China media: 'No-war pledge' criticism
Chinese papers on Monday assess reports that a long-time "no-war pledge" has been removed from Japan's Liberal Democratic Party's (LDP) annual working policy paper.
According to recent reports, which have not been officially confirmed, the ruling LDP has removed the "never to wage war again" pledge from its policy document.
Observers in China say these changes suggest that Japan is moving "in a far-right direction".
"By removing the pledge, [Japanese PM] Shinzo Abe has revealed his true political ambition, which is to reinstall Japan with the right to wage wars," Gao Hong, researcher on Japanese studies at the Chinese Academy of Social Sciences, tells China Daily.
In an article republished in Xinhua News Agency, China National Radio lashes out at Mr Abe, saying the Japanese PM is "hypocritical" because "he had made a no-war pledge" during a visit to the Yasukuni Shrine - which honours Japan's war dead, including convicted war criminals - on 26 December last year, and now he is "slapping his own mouth".
Qu Xing, president of China Institute of International Studies, tells China News Service that whenever China hopes "to move forward" in Sino-Japanese relations, it is "dragged back" to the controversial issue of visits to the Yasukuni Shrine.
Mr Qu notes that Mr Abe's recent visits to the shrine reflect the government attitude towards war and history. Mr Abe's actions, as well as the increase in Japan's military might and the decrease in its transparency, are worrisome, he adds.
Elsewhere, state media downplay a recent anti-China protest march in Vietnam.
According to reports, around 100 anti-China protesters gathered in Hanoi on Sunday to mark the 40th anniversary of the Paracel Islands battle between China and South Vietnam.
Police broke up the protest but made no arrests, reports say.
Papers in China, however, say such protests are rare and ties between Beijing and Hanoi are improving.
Zhuang Guotu, dean of the Research School of South East Asian Studies at Xiamen University, tells the paper that Vietnam still hopes to keep territorial disputes with China under control because it needs to "co-operate" with Beijing for its growth.Rural reforms
Turning to domestic news, Chinese authorities on Sunday issued their first policy document of 2014, stressing the importance of rural reforms and a national food security system, reports say.

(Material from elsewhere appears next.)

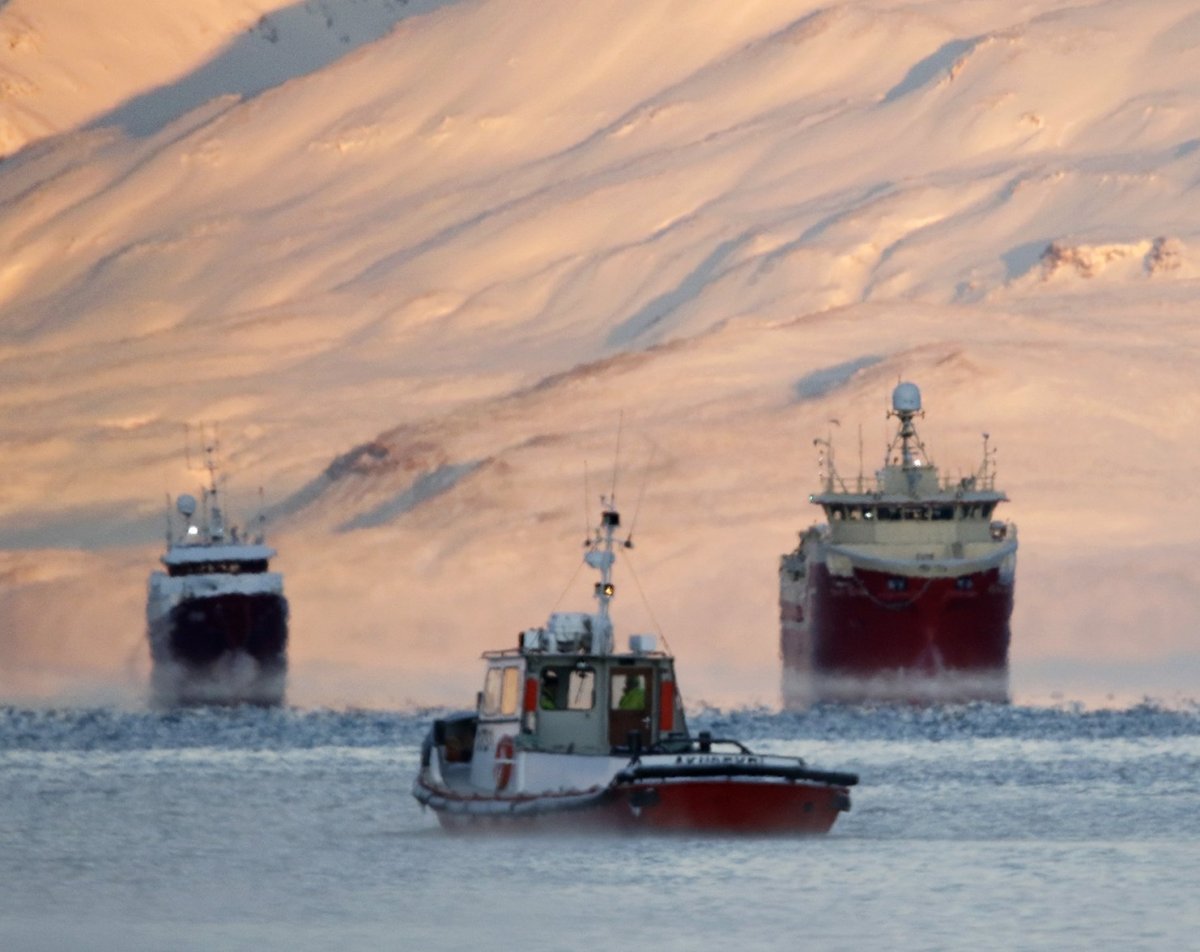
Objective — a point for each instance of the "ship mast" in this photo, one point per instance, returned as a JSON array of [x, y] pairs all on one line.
[[601, 557], [905, 406]]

The "number one document" is issued by the Central Committee of the Communist Party of China and the State Council every January, setting the country's policy priorities for the year. Since 2003, the document has focused on rural and agricultural issues in China.
"Taking good control of its own bowl is a fundamental principle the government must stick to over a long period of time," the document says.
Supporting the document, the People's Daily, in an editorial, says the new reform will ensure fair access to public resources and will benefit the farmers as they gain more rights to their assets.
However, some experts have raised concerns about the problems that farmers might face.
"A major obstacle for farmers in increasing their productivity is the difficulty of achieving large-scale, standardised production," Zhang Yuanhong, agricultural expert at Chinese Academy of Social Sciences, tells the Global Times.
"It's hard for farmers to obtain financing to support mass production due to the lack of governmental subsidies and agriculture-targeted commercial channels," Mr Zhang says.
And finally, papers say the withdrawal of rock singer Cui Jian from the Spring Festival Gala is "not surprising".
Cui, one of whose songs became an anthem of the 1989 Tiananmen Square protests, pulled out of a major show on state TV after organisers tried to censor his performance, reports say.
He had been due to play at China's Spring Festival Gala or Chunwan, which draws a TV audience of hundreds of millions.
The Global Times says the rebellious style of the rocker does not go well with the mainstream gala, so the "break-up" is not at all surprising.
"It is way more important that outside Chunwan, Cui can continue to have his stage and continue to play the role he wants to play. There are media reports about Cui's concerts, a new music film and preparation of a new album. Whether his role continues is the real touchstone of China's tolerance," the paper adds.
A commentary in the People's Daily points out that it is unnecessary to place too much emphasis on his withdrawal.